The class has_parent is used to detect at compile time if a class defines the type Parent or not. This part is not mine, I used the same code as to detect if a method exists (see here)
As we want covariance with smart pointers, we want our smart pointers to mimic the existing class architecture. It's easier to explain how it works in the example.
When a CovariantSharedPtr<B> is defined, it inherits from ICovariantSharedPtr<B>, which is interpreted as ICovariantSharedPtr<B, has_parent<B>::value>. As B inherits from Child<A>, has_parent<B>::value is true, so ICovariantSharedPtr<B> is ICovariantSharedPtr<B, true> and inherits from ICovariantSharedPtr<B::Parent> which is ICovariantSharedPtr<A>. As A has no Parent defined, has_parent<A>::value is false, ICovariantSharedPtr<A> is ICovariantSharedPtr<A, false> and inherits from nothing.
The main point is as Binherits from A, we have ICovariantSharedPtr<B>inheriting from ICovariantSharedPtr<A>. So any method returning a pointer or a reference on ICovariantSharedPtr<A> can be overloaded by a method returning the same on ICovariantSharedPtr<B>.
Mr Fooz answered part 1 of your question. Part 2, it works this way because the compiler doesn't know if it will be calling AInterface::get_r or A1::get_r at compile time - it needs to know what return value it's going to get, so it insists on both methods returning the same type. This is part of the C++ specification.
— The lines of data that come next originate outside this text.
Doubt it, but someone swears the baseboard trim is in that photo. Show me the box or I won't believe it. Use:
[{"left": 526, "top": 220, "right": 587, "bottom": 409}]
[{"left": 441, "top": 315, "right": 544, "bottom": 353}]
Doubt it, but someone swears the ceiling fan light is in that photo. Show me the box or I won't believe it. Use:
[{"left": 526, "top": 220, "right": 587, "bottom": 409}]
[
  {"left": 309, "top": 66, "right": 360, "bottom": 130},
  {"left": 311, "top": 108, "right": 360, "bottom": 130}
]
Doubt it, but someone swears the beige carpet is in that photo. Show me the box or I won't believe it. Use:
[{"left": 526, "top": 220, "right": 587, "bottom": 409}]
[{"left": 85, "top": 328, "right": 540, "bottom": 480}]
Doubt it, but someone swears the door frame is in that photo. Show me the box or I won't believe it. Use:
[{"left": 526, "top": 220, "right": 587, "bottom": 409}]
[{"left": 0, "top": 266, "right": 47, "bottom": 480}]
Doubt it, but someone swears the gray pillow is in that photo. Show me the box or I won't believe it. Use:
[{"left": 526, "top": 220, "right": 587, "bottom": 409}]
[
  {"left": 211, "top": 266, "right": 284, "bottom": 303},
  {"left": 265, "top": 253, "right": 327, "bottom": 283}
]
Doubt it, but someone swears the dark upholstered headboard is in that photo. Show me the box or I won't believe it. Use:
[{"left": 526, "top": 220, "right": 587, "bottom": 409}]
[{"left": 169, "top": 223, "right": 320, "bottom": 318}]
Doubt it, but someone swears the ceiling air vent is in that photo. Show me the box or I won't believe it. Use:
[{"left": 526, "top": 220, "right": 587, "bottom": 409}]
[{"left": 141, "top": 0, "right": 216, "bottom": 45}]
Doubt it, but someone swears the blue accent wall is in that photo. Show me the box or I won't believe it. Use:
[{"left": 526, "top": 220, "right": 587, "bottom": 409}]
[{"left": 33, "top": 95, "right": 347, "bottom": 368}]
For the workaround, if A1::get_r returns a pointer to RetInterface, the virtual methods in RetInterface will still work as expected, and the proper object will be deleted when the pointer is destroyed. There's no need for different return types.
maybe you could use an out parameter to get around "covariance with returned boost shared_ptrs.
void get_r_to(boost::shared_ptr<RetInterface>& ) ...
since I suspect a caller can drop in a more refined shared_ptr type as argument.